19 de marzo de 2016 / 13:38 / en 2 años

UPDATE 2-Telecom Italia chief quits as Vivendi tightens grip - sources

* Resignation to be formalised in two to three days - source

* Flavio Cattaneo favourite to succeed Patuano - sources

* Departure seen as sign of growing Vivendi influence (Recasts with details, Vivendi no comment)

By Agnieszka Flak and Danilo Masoni

MILAN, March 19 (Reuters) - Telecom Italia Chief Executive Marco Patuano is stepping down, four sources close to the matter said on Saturday, ending weeks of speculation about his future as top shareholder Vivendi tightens its grip.

Patuano’s resignation will be formalised in the next few days, a fifth source said. Patuano, 51, whose mandate was due to run for another year, was not available for comment.

His relations with Vivendi have been tense since the French media company took a stake of just over 8 percent in Telecom Italia in June, a source close to the matter has said.

Vivendi got the stake as part payment for selling Brazilian broadband company GVT to Spain’s Telefonica, which at the time was Telecom Italia’s biggest shareholder.

Since then, the French company headed by tycoon Vincent Bollore has tripled its stake in Telecom Italia to 24.9 percent, secured four board seats and pressured Patuano to cut costs at home, and also decide what to do with its Brazilian business.

Sources have said Vivendi wants to sell TIM Participacoes , Brazil’s second-biggest mobile network operator, while Patuano considers the business to be a strategic asset.

Vivendi declined to comment on Saturday.

Flavio Cattaneo, CEO of Italian railway company NTV and a Telecom Italia board member, is favourite to succeed Patuano, other sources, who declined to be named, told Reuters.

Cattaneo has many years of experience at state-controlled firms, including as head of Italian state broadcaster RAI and as CEO of gas grid operator Terna. He is also on the board of insurer Generali, where sources said Bollore exerted his influence in a recent management change.

A source close to Cattaneo said he had not received an offer from Telecom Italia and “is happy where he is”. Cattaneo was not immediately available for comment.

The rest of Telecom Italia’s board will stay on, with Chairman Giuseppe Recchi standing in as CEO until a replacement for Patuano is found, two sources said. Patuano’s severance pay would be about 7 million euros ($7.9 million), one said.

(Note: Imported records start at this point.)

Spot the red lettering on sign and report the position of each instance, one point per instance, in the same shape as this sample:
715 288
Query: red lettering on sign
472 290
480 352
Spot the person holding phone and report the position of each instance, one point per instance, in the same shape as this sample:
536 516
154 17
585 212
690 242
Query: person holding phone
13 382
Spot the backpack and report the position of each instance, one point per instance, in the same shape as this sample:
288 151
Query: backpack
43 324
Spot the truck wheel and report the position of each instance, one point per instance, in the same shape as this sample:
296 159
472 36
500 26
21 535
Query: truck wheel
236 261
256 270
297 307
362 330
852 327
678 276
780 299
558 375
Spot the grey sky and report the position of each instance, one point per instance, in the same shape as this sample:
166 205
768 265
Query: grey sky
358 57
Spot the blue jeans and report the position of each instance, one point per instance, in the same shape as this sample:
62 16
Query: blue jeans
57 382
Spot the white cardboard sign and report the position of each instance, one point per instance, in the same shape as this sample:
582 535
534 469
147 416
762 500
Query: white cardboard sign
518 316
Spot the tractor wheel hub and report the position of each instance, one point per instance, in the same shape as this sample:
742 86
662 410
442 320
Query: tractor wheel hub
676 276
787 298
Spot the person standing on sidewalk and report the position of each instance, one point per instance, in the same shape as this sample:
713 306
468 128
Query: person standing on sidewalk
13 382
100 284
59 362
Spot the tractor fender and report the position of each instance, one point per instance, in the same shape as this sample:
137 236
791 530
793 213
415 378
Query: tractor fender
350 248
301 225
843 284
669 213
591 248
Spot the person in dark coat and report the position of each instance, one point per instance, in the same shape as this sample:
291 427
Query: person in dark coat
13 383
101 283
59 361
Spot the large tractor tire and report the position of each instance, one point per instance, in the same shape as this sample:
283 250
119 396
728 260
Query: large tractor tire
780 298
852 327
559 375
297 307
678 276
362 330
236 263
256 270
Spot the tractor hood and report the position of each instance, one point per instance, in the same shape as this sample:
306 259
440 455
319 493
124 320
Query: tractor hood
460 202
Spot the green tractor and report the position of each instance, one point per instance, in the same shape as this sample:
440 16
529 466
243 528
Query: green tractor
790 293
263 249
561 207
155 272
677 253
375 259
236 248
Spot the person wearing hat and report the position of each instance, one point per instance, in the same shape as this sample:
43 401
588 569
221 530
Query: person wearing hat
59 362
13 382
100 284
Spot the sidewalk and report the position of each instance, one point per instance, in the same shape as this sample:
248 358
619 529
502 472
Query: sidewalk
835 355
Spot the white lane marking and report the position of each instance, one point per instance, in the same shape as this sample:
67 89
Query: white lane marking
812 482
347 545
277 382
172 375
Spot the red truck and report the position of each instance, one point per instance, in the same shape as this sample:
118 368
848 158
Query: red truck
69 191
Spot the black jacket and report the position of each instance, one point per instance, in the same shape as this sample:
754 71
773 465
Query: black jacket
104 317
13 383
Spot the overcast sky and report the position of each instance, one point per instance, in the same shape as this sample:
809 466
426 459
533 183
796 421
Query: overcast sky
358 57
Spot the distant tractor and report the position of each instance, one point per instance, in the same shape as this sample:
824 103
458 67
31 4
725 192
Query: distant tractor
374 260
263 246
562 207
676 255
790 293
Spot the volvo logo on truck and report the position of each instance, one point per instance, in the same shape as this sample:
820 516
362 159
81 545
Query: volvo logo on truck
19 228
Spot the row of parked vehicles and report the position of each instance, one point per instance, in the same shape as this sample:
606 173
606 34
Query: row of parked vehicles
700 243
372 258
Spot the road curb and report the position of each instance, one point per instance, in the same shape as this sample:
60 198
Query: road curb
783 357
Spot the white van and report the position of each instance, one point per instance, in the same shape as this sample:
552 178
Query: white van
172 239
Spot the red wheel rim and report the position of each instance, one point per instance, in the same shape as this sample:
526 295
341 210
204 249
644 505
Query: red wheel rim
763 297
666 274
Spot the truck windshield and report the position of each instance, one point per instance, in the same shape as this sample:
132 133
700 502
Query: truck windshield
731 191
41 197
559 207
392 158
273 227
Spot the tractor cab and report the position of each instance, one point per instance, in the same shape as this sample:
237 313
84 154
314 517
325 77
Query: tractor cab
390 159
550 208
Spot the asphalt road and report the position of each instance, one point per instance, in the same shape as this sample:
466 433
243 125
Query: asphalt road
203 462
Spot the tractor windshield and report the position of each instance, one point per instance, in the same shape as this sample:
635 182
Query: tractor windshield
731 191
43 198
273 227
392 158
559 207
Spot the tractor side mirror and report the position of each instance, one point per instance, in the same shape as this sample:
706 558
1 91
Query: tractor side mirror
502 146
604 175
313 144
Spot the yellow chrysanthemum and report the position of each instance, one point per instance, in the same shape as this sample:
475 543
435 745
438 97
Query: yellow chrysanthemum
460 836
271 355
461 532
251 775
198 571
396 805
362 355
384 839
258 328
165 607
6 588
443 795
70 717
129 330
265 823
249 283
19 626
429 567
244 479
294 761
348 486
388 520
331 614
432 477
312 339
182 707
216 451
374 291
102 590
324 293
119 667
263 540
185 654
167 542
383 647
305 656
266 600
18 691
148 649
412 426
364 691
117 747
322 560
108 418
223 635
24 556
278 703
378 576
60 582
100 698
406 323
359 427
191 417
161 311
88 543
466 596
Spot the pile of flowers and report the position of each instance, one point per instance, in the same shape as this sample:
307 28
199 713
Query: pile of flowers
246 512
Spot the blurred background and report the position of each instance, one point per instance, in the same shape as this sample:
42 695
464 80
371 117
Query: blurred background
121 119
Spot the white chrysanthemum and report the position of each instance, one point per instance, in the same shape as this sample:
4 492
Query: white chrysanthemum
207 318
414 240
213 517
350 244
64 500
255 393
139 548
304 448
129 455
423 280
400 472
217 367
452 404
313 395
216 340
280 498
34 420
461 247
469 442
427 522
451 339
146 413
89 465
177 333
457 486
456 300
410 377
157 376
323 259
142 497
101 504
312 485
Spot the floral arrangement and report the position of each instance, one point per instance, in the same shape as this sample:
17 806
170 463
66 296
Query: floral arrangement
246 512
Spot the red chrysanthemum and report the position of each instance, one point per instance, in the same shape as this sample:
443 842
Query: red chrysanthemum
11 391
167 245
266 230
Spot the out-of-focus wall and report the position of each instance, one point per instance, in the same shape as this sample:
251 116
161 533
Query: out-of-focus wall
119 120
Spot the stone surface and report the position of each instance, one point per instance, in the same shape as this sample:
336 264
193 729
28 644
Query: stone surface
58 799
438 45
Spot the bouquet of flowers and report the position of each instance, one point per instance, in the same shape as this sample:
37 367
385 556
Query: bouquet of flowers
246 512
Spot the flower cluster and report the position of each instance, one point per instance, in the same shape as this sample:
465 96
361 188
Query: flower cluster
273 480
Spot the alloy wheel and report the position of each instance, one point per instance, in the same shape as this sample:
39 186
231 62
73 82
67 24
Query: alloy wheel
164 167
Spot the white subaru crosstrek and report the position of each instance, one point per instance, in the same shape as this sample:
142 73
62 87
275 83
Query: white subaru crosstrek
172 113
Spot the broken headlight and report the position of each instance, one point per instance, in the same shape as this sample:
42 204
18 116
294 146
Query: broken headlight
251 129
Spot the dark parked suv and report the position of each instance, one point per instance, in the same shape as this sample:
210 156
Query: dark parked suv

Patuano, who started his career in Telecom Italia in 1990 and worked up through the ranks, has stepped up spending on faster, fixed and mobile networks as Italy seeks to get the country’s internet up to speed with the rest of Europe.

He has pushed for asset sales to reduce Telecom Italia’s debt of 27 billion euros and struck deals with content providers in search of new sources of income.

But industry insiders say the changes were not happening quickly enough for Vivendi and differences of opinion over the best Brazilian strategy were not helping.

Last month, Telecom Italia walked away from a proposal to merge TIM with rival Oi and one of the sources said a sale of the Brazilian mobile operator now looked likely.

“Patuano and the French had different views on Brazil. I now expect an acceleration on this front,” said Tommaso Iaquinta of boutique investment bank Livolsi-Iaquinta & Partners.

Telecom Italia shares have risen about 20 percent during the past four weeks as investors bet that pressure from Vivendi could lead to a radical overhaul of the company, and possibly a tie-up with another telecoms or media firm.

The chief executive of French telecoms company Orange , Stephane Richard, said this month he would consider a tie-up with Telecom Italia if Bollore asked him but he did not think that was his intention.

Sources have also told Reuters that Vivendi is in talks to buy the pay-TV business of former Prime Minister Silvio Berlusconi’s broadcaster Mediaset - a deal which could lead to a broader alliance between the two companies.